1999 Regular Session
By: Senator(s) Hewes, White (29th), Nunnelee, Moffatt, Huggins, Johnson (19th), Kirby, Carter, Hawks, Bean, Scoper, Canon, Farris, Robertson, Hamilton, Ross
Senate Concurrent Resolution 664
A CONCURRENT RESOLUTION CONCERNING THE PLAN OF THE U.S. CENSUS BUREAU TO USE STATISTICAL SAMPLING IN THE DECENNIAL CENSUS.
WHEREAS, the U.S. Constitution requires an actual enumeration of the population every ten years, and entrusts Congress with overseeing all aspects of each decennial enumeration; and
WHEREAS, the sole constitutional purpose of the decennial census is to apportion the seats in Congress among the several states; and
WHEREAS, an accurate and legal decennial census is necessary to properly apportion U.S. House of Representatives' seats among the 50 states and to create legislative districts within the states; and
WHEREAS, an accurate and legal decennial census is necessary to enable states to comply with the constitutional mandate of drawing state legislative districts within the states; and
WHEREAS, Article I, Section 2 of the U.S. Constitution, in order to ensure an accurate count, and to minimize the potential for political manipulation, mandates an "actual enumeration" of the population, which requires a physical headcount of the population and prohibits statistical guessing or estimates of the population; and
WHEREAS, Title 13, Section 195 of the U.S. Code, consistent with this constitutional mandate, expressly prohibits the use of statistical sampling to enumerate the U.S. population for the purpose of reapportioning the U.S. House of Representatives; and
WHEREAS, legislative redistricting conducted by the states is a critical subfunction of the constitutional requirement to apportion representatives among the states; and
WHEREAS, the United States Supreme Court, in No. 98-404, Department of Commerce, et al. v. United States House of Representatives, et al., together with No. 98-564, Clinton, President of the United States, et al. v. Glavin, et al. ruled on January 25, 1999, that the Census Act prohibits the Census Bureau's proposed uses of statistical sampling in calculating the population for purposes of apportionment; and
WHEREAS, in reaching its findings, the United States Supreme Court found that the use of statistical procedures to adjust census numbers would create a dilution of voting rights for citizens in legislative redistricting, thus violating legal guarantees of "one-person, one vote"; and
WHEREAS, consistent with this ruling and the constitutional and legal relationship of legislative redistricting by the states to the apportionment of the U.S. House of Representatives, the use of adjusted census data would raise serious questions of vote dilution and violate "one-person, one-vote" legal protections, thus exposing the State of Mississippi to protracted litigation over legislative redistricting plans at great cost to the taxpayers of the State of Mississippi, and likely result in a court ruling invalidating any legislative redistricting plan using census numbers that have been determined in whole or in part by the use of random sampling techniques or other statistical methodologies that add or subtract persons to the census counts based solely on statistical inference; and
WHEREAS, consistent with this ruling, no person enumerated in the census should ever be deleted from the census enumeration; and
WHEREAS, consistent with this ruling, every reasonable and practical effort should be made to obtain the fullest and most accurate count of the population as possible, including appropriate funding for state and local census outreach and education programs; as well as a provision for post census local review:
NOW, THEREFORE, BE IT RESOLVED BY THE SENATE OF THE STATE OF MISSISSIPPI, THE HOUSE OF REPRESENTATIVES CONCURRING THEREIN, That we do hereby call on the Bureau of the Census to conduct the 2000 decennial census consistent with the aforementioned United States Supreme Court ruling and constitutional mandate, which require a physical headcount of the population and bars the use of statistical sampling to create, or in any way adjust, the count.

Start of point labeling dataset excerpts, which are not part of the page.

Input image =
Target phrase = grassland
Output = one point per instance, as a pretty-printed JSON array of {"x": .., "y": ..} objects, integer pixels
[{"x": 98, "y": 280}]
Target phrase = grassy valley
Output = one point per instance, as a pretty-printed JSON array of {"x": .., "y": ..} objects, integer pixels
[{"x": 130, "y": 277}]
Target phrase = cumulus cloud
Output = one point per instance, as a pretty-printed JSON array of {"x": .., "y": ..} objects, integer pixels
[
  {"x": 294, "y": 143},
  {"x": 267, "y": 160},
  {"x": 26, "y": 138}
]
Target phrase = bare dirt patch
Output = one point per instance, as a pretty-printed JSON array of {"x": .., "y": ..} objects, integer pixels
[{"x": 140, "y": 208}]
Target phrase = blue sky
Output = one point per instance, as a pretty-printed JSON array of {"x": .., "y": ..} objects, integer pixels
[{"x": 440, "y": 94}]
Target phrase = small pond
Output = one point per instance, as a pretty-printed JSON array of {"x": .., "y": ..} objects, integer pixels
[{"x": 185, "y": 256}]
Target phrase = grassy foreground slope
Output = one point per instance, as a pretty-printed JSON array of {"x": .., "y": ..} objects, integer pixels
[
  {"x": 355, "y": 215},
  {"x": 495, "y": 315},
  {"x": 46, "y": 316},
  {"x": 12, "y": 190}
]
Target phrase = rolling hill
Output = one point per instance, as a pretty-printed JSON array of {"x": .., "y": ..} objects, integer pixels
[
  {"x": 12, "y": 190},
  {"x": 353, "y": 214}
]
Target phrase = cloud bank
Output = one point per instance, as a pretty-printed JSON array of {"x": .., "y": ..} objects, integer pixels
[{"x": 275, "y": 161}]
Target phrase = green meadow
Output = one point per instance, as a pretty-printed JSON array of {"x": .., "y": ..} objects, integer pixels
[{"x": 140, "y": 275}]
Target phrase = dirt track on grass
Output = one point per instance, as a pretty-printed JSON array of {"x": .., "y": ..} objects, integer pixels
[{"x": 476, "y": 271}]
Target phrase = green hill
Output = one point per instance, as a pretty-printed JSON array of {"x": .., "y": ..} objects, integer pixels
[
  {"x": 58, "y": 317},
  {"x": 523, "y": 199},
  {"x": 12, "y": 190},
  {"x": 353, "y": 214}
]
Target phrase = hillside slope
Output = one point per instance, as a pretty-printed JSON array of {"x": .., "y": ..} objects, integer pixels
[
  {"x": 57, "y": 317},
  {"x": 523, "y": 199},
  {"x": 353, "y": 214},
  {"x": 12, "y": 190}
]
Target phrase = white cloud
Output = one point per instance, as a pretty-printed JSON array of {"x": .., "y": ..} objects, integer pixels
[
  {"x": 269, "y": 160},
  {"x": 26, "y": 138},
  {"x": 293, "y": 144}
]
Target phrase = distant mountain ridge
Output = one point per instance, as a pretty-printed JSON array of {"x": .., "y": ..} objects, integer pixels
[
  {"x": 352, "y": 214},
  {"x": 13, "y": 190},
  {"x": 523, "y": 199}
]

BE IT FURTHER RESOLVED, That we do hereby oppose the use of P.L. 94-171 data for state legislative redistricting based on census numbers that have been determined in whole or in part by the use of statistical inferences derived by means of random sampling techniques or other statistical methodologies that add or subtract persons to the census counts.
BE IT FURTHER RESOLVED, That we do hereby demand that the Mississippi Legislature receive P.L. 94-171 data for legislative redistricting identical to the census tabulation data used to apportion seats in the U.S. House of Representatives consistent to the aforementioned United States Supreme Court ruling and constitutional mandate, which require a physical headcount of the population and bars the use of statistical sampling to create, or in any way adjust the count.

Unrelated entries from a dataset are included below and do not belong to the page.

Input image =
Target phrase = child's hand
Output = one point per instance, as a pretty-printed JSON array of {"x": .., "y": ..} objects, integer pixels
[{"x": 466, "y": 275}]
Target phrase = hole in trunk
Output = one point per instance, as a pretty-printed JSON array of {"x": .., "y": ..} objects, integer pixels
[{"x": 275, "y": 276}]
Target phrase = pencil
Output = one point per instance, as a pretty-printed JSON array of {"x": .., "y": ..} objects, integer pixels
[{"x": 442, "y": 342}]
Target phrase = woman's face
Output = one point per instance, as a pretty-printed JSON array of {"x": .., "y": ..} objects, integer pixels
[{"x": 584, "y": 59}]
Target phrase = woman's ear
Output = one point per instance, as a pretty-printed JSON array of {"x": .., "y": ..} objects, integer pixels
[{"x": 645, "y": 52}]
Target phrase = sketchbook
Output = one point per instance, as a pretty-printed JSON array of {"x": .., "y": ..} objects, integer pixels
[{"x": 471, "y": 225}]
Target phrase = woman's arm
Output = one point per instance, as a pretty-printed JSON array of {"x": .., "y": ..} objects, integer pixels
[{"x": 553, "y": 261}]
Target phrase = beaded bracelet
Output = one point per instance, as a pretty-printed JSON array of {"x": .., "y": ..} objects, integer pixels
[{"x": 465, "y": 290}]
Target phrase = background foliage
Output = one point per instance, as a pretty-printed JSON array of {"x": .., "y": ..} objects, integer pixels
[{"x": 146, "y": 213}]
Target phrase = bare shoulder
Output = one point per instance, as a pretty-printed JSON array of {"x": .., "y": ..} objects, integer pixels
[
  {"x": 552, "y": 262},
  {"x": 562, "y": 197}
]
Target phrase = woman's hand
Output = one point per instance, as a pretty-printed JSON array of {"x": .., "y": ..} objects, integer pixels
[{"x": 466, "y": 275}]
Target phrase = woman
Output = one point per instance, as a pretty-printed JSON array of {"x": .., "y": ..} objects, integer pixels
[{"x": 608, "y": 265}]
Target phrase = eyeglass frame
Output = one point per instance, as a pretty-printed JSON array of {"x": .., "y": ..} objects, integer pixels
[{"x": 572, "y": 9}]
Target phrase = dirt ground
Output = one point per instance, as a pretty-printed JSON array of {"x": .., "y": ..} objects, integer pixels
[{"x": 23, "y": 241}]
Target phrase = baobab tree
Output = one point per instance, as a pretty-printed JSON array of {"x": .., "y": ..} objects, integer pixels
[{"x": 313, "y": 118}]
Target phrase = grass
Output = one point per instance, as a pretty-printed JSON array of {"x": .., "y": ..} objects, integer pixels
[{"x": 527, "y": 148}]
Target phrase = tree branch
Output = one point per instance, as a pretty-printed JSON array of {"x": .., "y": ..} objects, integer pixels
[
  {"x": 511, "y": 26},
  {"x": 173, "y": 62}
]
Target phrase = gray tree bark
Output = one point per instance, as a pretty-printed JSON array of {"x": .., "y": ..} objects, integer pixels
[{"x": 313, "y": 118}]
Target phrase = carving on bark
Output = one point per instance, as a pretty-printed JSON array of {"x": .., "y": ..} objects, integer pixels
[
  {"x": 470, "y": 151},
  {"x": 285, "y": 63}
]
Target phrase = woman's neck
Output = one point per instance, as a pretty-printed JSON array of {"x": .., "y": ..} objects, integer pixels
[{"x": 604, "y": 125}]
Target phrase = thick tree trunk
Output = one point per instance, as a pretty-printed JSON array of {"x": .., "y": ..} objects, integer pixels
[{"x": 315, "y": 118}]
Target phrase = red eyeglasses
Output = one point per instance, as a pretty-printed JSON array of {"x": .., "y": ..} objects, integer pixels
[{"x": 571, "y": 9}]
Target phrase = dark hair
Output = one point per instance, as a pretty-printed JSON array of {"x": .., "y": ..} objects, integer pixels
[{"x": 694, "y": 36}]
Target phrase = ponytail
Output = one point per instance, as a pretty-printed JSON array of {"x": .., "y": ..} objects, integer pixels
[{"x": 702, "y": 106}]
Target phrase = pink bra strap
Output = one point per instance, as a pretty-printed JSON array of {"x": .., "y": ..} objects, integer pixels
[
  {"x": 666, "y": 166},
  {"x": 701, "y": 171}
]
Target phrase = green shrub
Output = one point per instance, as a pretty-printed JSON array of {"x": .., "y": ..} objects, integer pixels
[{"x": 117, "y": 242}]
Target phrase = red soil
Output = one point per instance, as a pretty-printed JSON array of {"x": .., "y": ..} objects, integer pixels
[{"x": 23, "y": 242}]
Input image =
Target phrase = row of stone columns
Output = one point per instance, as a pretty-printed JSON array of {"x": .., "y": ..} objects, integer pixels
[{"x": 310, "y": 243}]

BE IT FURTHER RESOLVED, That we do hereby urge Congress, as the branch of government assigned the responsibility of overseeing the decennial enumeration, to take whatever steps are necessary to ensure that the 2000 decennial census is conducted fairly and legally.
BE IT FURTHER RESOLVED, That a copy of this resolution be transmitted to the Speaker of the U.S. House of Representatives, Majority Leader of the U.S. Senate, Vice-President and the President of the United States, and that copies be made available to the Capitol Press Corps.